[haiku-development] Re: coding style

  • From: "Michael Lotz" <mmlr@xxxxxxxx>
  • To: haiku-development@xxxxxxxxxxxxx
  • Date: Mon, 03 Mar 2008 12:50:30 +0100

> Marcus Overhagen wrote:
> >> * use "char* variable" instead of "char *variable" in C++ code
> > 
> > I disagree with that one. The * belongs to the variable, not to the 
> > type.
> 
> I wonder why. When I see something like this:
> 
> char* foo;
> 
> I read that foo is a pointer to a char (foo's type is "char 
> pointer"). 
> For me, moving * to be next to the variable name does not make much 
> sense.

This is really the one thing I also disagree. For one thing it simply 
looks ugly to me to have the * or & attached to the type, but this is a 
preference with no real technical basis.
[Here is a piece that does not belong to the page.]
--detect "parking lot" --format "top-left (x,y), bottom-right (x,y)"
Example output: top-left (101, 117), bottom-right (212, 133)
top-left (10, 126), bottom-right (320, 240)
BTW I could agree to "char*", 
but it gets funny when you specify "const char*" or even "extern const 
char*". It looks inconsistent to me to have spacing between the "const" 
and the "char" and then not between the "char" and the "*". Of course 
you cannot write "constchar*", but for me it looks more natural to be 
consequent and have all the parts of the type separated by spaces which 
results in "const char *".
After the type I apply 0 or more spacing tabs, which results in what 
Marcus suggested "char *                Method();" in the column header format 
and in simply "const char *string = NULL" for variables.